La sera successiva, la cioccolata al rhum era perfetta. Le sue labbra impareggiabili! Nella nebbia, i nostri fianchi aderivano caldi.


L’Angelo!

Aveva la pelle sudata ma che lasciava trasparire una bellezza primigenia mai sopita, soffice come neve; gli occhi, caldi, con dentro tutti i deserti e gli oceani che aveva attraversato. Capelli biondi come il sole e quella bocca dal velluto di rosa, morbida e sanguigna allo stesso tempo, adatta a promesse travolgenti.
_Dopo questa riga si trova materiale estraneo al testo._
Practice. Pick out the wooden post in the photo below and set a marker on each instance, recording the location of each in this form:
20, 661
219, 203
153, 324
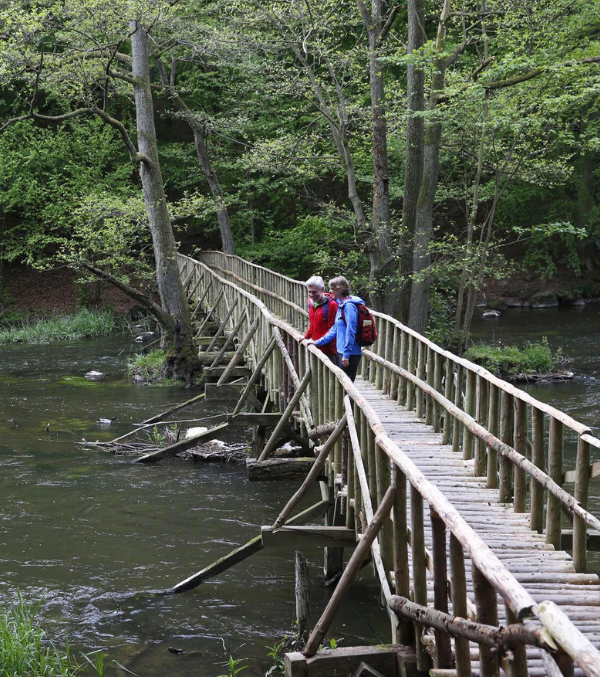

Le forme del corpo dettavano una passione consapevole ma mai altera, che un dolce sorriso rendeva ancor più conturbante.
Era tutto quello che una donna poteva essere, pensò.
Tremendamente sensuale nella rotondità dei seni e nel pube appena intuibili mentre il profumo della sua pelle riempiva l’aria. Non era indifesa, ne era certo. Anzi, era l’opposto: gli teneva il fiato addosso senza obbligarlo, lo voleva per sé senza commettere furto. L’avrebbe bevuto dal di dentro, se solo avesse capito che non stava consumando un pasto.
Sì, le piaceva guardarlo nudo e accarezzargli il collo, fissandolo per bruciarlo di un ardore a lui sconosciuto ma, non era pazza: lei era l’Angelo!
Per la prima volta mancò di iniziativa e si sentì osservato, quasi trafitto. E pensare che già si ascoltava stretto a lei e intento a seguirne i pori ovunque. Invece, era lì ad ascoltarne la voce. Già, la voce! Soprattutto il suo nome, disteso su labbra che, nelle ripetizione di quel suono, esercitavano una pressione compromettente, come se gli stessero estraendo il fiato.
Capì che le parole non l’avrebbero più difeso né che avrebbe potuto appellarsi all’esperienza.
Firmò senza esitazione il patto: vivere d’anima a dismisura e sudare e salire, abbracciato alla grazia della carne di lei, fino al Paradiso.